JB: I think men value bulk over flexibility. If all you do is lifting and cardio you’re shortening your muscles and making yourself less flexible. The fact that men do these things means they should really be doing more yoga. The link between flexibility and injury rates is there. If you’re playing football or whatever, and your foot is planted and you’re falling, if your hip can take that movement your knee won’t. If that rotation can happen in other parts, where it normally should, then you won’t get hurt.
I think, also, there’s an idea of what yoga culture is and that’s off-putting to a lot of men, too, like we were talking about. This flitty fucking attitude, there’s a lot of teachers who, you’re like, ‘Are you being genuine with that?’ Those who are genuine, you can tell. It’s their whole universe, I guess. But there’s a lot that are not, and that’s not good for anybody.
VG: What about one that bucks the trend and appeals more to guys? Would you do a yoga class where we listen to Isis and drone metal?
JB: [Laughs.] Actually we were talking about that at KPSU for a fundraiser, where I could teach a metal yoga class. Actually, I just subbed a hip hop yoga class. It was really awesome. We had the Pharcyde, Tribe Called Quest…making the playlist was so fun. And it’s really no different, it’s just the soundtrack. But yeah, I’d love to do a metal yoga class.
I did a vagina-focused yoga class in March. For Women’s Month the gym did a whole week of women-focused classes. So my normal classes that had men in them were the same except that my soundtrack and the words that I use to describe things were more female-empowering.

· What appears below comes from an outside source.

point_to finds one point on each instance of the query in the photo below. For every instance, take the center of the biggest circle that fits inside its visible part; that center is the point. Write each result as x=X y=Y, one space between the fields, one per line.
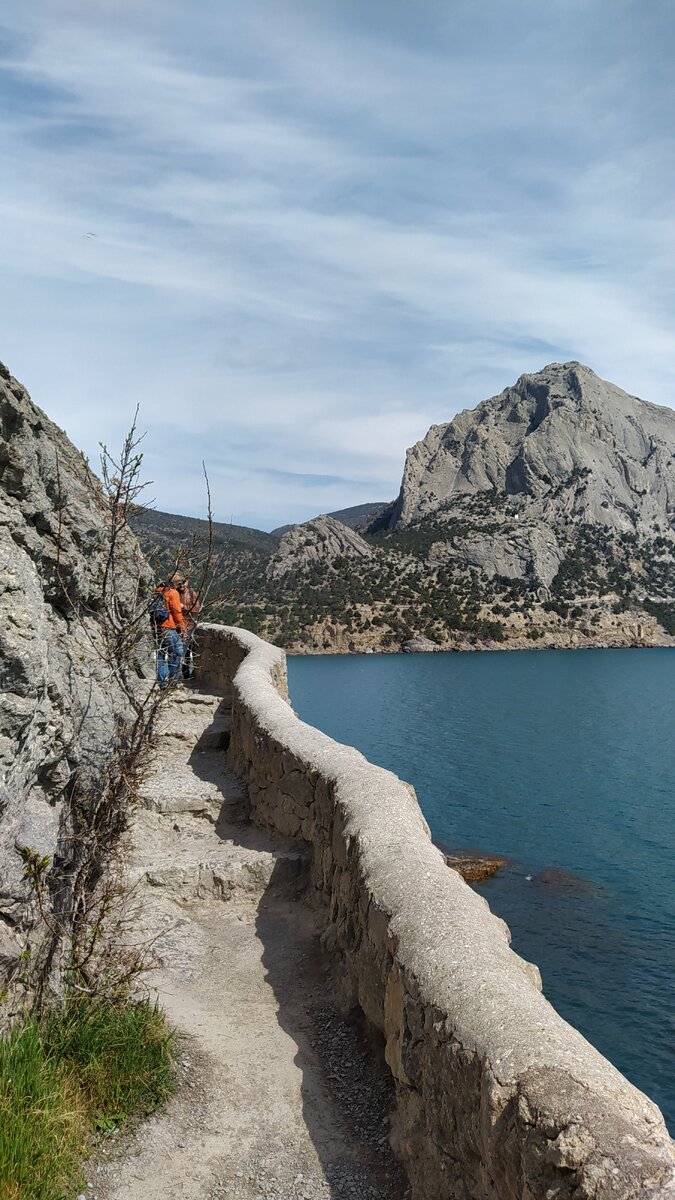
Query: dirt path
x=279 y=1097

But I did do one called ‘Yoga for the Yoni,’ and it’s all talking about periods and cramps and boobs and kegels. And having conversations about it, not just doing yoga. There’s a warning in yoga that you’re not supposed to do inversions while you’re menstruating, and I always wondered about it. It always sounded like an old wives’ tale, like such an antiquated idea. I mean, yoga is over 5,000 years old, so there definitely is some history to the idea. But I do inversions when I’m menstruating and I haven’t exploded. The blood doesn’t come out of my eyes when I’m upside down—it just doesn’t work that way. There’s an end to that system down there, you know?

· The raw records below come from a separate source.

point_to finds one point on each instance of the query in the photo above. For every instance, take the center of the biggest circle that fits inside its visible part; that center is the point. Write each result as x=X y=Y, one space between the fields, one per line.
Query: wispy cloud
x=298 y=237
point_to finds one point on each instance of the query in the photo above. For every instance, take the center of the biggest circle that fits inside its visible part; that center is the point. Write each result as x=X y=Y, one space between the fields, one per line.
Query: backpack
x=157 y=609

Finally one teacher told me something that made sense, and it’s that women tend to be more tired and need more self care during that time, so that’s why. That makes sense. But that goes for yoga or for anything, right? If it doesn’t feel right or you’re too tired, just don’t do it, or hold the pose for less time. So we talked about stuff like that in the class. Because it’s really rare that people will stop to ask about it, even if they might be wondering. I once had a class with all girls, and this one girl did ask about it, and I was all ‘Yes! There’s no dudes in here, we can talk about our periods! Let’s do it!’

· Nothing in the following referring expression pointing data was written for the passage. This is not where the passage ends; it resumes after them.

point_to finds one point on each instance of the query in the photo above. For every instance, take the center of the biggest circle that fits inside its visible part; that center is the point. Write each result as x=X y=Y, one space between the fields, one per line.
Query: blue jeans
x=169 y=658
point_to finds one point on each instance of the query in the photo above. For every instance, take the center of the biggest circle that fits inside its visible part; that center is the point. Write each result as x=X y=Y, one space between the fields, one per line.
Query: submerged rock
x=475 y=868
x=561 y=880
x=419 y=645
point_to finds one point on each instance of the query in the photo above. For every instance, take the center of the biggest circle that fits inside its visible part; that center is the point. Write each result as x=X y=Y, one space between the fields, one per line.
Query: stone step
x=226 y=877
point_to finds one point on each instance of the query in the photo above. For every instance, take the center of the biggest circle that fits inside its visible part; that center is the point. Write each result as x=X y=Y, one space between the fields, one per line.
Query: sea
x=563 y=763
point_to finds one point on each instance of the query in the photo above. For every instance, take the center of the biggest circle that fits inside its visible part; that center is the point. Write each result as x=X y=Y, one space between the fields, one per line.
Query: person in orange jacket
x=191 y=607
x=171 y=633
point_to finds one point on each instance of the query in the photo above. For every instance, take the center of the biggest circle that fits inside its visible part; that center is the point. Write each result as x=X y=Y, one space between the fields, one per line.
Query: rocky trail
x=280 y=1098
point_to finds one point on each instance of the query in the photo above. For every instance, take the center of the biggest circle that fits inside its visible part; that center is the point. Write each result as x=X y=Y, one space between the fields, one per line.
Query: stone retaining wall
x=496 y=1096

And there’s stuff that’s good for the prostate that I don’t talk a lot about either. Sometimes I’ll mention it, because in the long run it’s good for everybody. It gets more blood flow to their [sarcasm]root chakra[/sarcasm].”
VG: Certainly that’s something that a lot of guys could be more in tune with, yeah?
JB: Yeah I think a lot of men just need to get over themselves. There’s this sensitivity and pride in them thinking, ‘That’s too easy,’ or whatever. If you’re doing yoga and it’s too easy, you can always make it more difficult. Go deeper, do it a little faster.
VG: Stretch further, yeah?
JB: Totally. But stretching shouldn’t be one of those things where you’re like, ‘I can do this harder.’ You can’t force it, and if you do, you tear connective tissue.
Jessica Boyd teaches classes Tuesdays at 6:15 and Fridays at 2:15 at the PSU Rec Center for the rest of the term. During summer, she will be teaching Tuesdays at 5:30 and Wednesdays at 11.